Молодому путнику были, по-видимому, неприятны такие расспросы, но, будучи обязан ответом, он нерешительно сказал:
— По моему платью видно, что я студент. К тому же — вы поверите мне, если я прибавлю это — странствующий. А коли хотите еще больше знать, то сообщу вам, что имею честь быть бакалавром медицины и теперь еду из Цехпггадтского университета к себе на родину.
— Эге! — воскликнул его собеседник. — Вот это счастливая встреча! Знайте же, господин бакалавр, что и я ученый медик. Меня зовут доктор Рапонтико, и родом я из Падуи. Парень с кнутом — мой помощник Бальтазар Клипперлинг из Вены. Затем мои лошадки — Пирам и Фисба, а там наверху сидит мой шпиц Залеп. Ну вот, теперь вы знаете всех моих домочадцев! Сам же я в Падуе и Болонье основательно изучил медицину. Кроме того, тщательно штудируя старинные рукописи и беспрерывно занимаясь медитацией и опытами, я постиг многие тайны, о которых здесь и не подозревают. Теперь я объезжаю Германию для распространения моего секретного лекарства — арканума. Не один владетельный князь принимал меня при дворе с пышными почестями. Многие заклинали меня стать их лейб-медиком, но я всегда уклонялся от их предложений, так как, осев, не мог бы ездить по всей стране, оказывая помощь. Нет, это не годится, ибо все человечество должно пользоваться медикаментами доктора Рапонтико.

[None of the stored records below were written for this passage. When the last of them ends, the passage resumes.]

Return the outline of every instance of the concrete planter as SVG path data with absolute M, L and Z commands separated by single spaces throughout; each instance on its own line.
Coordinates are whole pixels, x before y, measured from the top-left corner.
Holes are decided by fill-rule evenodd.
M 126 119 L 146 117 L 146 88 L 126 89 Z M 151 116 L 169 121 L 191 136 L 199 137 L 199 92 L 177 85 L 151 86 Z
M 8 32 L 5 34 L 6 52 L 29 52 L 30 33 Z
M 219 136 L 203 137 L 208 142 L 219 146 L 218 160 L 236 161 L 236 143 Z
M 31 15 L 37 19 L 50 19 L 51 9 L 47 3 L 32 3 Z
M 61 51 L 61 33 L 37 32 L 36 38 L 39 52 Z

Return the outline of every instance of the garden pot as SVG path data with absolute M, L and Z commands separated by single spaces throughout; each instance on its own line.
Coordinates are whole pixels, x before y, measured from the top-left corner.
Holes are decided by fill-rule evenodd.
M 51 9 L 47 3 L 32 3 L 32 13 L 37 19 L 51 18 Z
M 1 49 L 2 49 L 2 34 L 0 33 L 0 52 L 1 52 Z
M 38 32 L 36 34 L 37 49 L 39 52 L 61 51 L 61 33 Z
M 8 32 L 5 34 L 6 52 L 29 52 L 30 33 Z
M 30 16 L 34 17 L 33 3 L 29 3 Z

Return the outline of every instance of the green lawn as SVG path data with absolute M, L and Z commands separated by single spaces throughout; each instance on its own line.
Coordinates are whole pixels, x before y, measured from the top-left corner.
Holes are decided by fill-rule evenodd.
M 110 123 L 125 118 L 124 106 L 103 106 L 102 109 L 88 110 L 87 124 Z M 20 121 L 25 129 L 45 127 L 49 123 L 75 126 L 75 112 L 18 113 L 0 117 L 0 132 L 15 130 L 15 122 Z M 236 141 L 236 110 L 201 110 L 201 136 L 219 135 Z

Студент косо посматривал на говорившего. Он знал отлично, что представляет собой подобный разъезжающий врач и, будучи бакалавром медицины, чувствовал себя далеко стоящим от шайки шарлатанов — составителей мазей и мелочных торговцев зельями. Но ему не хотелось горделивой речью обижать человека, оказавшего гостеприимство, и студент, позволив титуловать себя коллегой, не без удовольствия стал прислушиваться к хвастовству доктора.
— Да, — продолжал тот, — меня почитали всюду, и где бы я ни был, — везде и молодые и старые ценили мои целительные напитки и лекарственные кашки. Но есть у меня, конечно, также враги и противники. К ним принадлежат мои оседлые коллеги, устраивающие на моем пути всяческие препятствия. Ничего нет удивительного, что эти бедные шельмы зеленеют и желтеют от зависти, потому что перед моими эликсирами, пилюлями от живота и мазью от зоба никакие их средства устоять не могут! В Цехштадте, — где и я жил последнее время, — господа профессора постановили запретить с помощью властей применение моего искусства, но от этого моя тайная практика не уменьшилась, лекарства распространялись вовсю. Даже супруга доктора Гензиуса, моего наиболее яростного противника, была у меня в гостинице и спрашивала совета насчет своего зоба. Разве это не триумф моего искусства? Там же, в Цехштадте, узнал я одну странную историю. Вы, однако, сами тоже ведь идете из университета и, вероятно, слыхали о дьявольских заклинаниях, всполошивших всех тамошних кумушек?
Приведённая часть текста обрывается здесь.